More generally, I'm just interested in understanding the relative strengths of these "localized" variants of AoC (even if the answer is not as nice as I had hoped). Thanks for any insights in advance!
This is a fascinating topic, and there's a lot of room for exploration here. After learning the few basic proofs and counterexamples, one should be able to fill in a lot of gaps.
You are correct that $C_{\mathcal P(X)\times X}$ implies $A_X$. Simply because it implies $B_X$. Just consider the partition of $\mathcal P(X)\times X$ defined by: $\{\{(A, a)\mid a\in A\}\mid A\in\mathcal P(X)\}$, along with the remainder of the set. Clearly, a choice function from this is exactly a choice function witnessing $B_X$.
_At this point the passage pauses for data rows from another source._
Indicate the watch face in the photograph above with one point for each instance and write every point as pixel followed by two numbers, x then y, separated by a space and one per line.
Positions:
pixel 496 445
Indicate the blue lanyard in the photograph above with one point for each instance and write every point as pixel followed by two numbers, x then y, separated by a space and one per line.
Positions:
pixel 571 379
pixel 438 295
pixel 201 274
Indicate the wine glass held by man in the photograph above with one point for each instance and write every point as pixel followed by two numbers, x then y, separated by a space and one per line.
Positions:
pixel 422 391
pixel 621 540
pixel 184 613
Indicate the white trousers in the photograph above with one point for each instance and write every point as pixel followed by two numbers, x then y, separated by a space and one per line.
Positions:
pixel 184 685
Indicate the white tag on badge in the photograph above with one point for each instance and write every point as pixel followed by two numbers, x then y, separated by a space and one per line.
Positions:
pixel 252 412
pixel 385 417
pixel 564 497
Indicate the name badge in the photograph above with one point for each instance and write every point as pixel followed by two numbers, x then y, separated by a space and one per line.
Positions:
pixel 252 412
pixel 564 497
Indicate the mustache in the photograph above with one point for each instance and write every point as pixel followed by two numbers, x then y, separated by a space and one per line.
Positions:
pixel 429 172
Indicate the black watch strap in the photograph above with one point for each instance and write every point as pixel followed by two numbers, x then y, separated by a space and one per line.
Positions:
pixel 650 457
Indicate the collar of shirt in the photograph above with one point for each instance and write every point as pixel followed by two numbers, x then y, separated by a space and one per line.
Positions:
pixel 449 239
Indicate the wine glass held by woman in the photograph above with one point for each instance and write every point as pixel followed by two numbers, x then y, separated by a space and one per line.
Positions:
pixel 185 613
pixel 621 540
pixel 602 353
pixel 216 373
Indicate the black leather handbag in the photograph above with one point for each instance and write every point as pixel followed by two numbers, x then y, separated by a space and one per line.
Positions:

In the other direction, you are right to think the implication may fail. For example, it is possible for $\Bbb R$, standing in for $\mathcal P(\Bbb N)$, to have the property that it can be mapped on certain sets, but there are no injections in the other direction (let alone any inverse functions for the surjection!). And if any set can be well-ordered, $\Bbb N$ is that set.
Note that since $\Bbb R$ is the same size as $\Bbb{R\times N}$, and all the local principles you suggest depend on the cardinality, rather than the exact set, the result follows.